Hash Tables

Note: Projects are to be completed by each student individually (not by groups of students).

In this project you will implement the Set abstract data type using a Hash Table.

The program is given a list of commands as input. The program runs each command on a Hash Table Set and reports the result of each command to the output.

Example Input

clear
add bob
add joe
add jim
print
find joe
remove bob
remove joe
remove jim
print
find joe

Example Output

clear
add bob
add joe
add jim
print
hash 0: joe
hash 1: bob
hash 2: jim
find joe true
remove bob
remove joe
remove jim
print
find joe false

Testing

Here are some ideas for tests.

Add that rehashes to a larger table.
Add a duplicate item.
Remove that rehashes to a smaller table.
Remove an item that is not in the table.

Commands

The following commands can be given in the input file.
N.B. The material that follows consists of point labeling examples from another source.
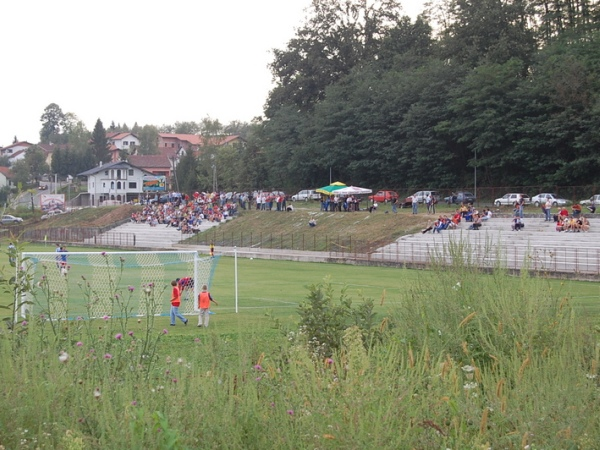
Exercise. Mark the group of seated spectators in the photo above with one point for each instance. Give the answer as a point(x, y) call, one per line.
point(184, 213)
point(464, 212)
point(573, 223)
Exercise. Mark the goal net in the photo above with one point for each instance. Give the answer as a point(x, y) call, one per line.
point(69, 285)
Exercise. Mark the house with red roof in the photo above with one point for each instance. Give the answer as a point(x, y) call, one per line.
point(15, 149)
point(121, 141)
point(6, 177)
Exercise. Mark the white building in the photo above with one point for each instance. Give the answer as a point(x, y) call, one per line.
point(114, 183)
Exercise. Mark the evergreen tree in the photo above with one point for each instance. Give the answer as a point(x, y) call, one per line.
point(99, 144)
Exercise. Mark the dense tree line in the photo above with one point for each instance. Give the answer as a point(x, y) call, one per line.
point(508, 86)
point(374, 98)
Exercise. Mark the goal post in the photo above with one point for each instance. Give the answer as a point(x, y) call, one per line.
point(70, 285)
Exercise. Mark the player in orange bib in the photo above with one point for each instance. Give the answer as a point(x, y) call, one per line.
point(204, 299)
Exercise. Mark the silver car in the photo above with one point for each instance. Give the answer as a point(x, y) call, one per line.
point(511, 199)
point(7, 219)
point(541, 199)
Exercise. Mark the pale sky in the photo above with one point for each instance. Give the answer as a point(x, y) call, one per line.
point(150, 62)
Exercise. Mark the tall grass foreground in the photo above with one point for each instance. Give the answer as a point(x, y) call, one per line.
point(467, 362)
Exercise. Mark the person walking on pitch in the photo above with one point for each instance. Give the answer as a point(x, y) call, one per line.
point(204, 299)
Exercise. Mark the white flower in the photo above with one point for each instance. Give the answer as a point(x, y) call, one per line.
point(97, 393)
point(63, 357)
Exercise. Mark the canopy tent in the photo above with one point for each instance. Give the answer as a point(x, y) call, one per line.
point(353, 190)
point(329, 190)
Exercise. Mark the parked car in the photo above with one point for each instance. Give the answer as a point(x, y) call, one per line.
point(511, 199)
point(540, 199)
point(595, 199)
point(54, 212)
point(460, 197)
point(306, 195)
point(421, 196)
point(384, 196)
point(7, 219)
point(165, 198)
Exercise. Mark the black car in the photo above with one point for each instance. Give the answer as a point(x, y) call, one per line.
point(460, 197)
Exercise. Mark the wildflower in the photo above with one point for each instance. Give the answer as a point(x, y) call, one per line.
point(63, 356)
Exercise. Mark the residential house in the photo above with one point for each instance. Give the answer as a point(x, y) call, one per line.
point(6, 177)
point(113, 183)
point(15, 151)
point(119, 141)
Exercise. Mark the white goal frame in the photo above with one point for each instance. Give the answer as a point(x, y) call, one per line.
point(82, 285)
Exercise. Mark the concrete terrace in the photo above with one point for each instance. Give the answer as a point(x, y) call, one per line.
point(538, 246)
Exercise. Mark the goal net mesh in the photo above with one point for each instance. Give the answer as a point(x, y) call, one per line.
point(69, 285)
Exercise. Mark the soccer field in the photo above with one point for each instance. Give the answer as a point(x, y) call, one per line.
point(273, 287)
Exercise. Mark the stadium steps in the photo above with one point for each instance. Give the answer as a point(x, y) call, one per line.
point(538, 242)
point(145, 236)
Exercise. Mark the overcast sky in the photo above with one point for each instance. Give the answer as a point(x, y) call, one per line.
point(150, 62)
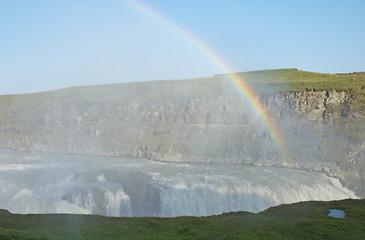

Each command is given on one line in the input file. Each command has an output that is written to the output file.

Clear

The clear command has the form:

clear

The clear command removes all the items from the set. The set is empty after this operation completes.

The output for the clear command has the form: (The output is the same as the input.)

clear

Add

The add command has the form:

add item

The add command adds 'item' to the set if the item is not already in the set. If the set already contains the item, the add command leaves the set unchanged. However the command is still output and processing continues with the next command. The 'item' parameter is a string of non-whitespace characters. The 'item' parameter cannot contain any whitespace characters (space, tab, newline) because these characters are used to separate parameters.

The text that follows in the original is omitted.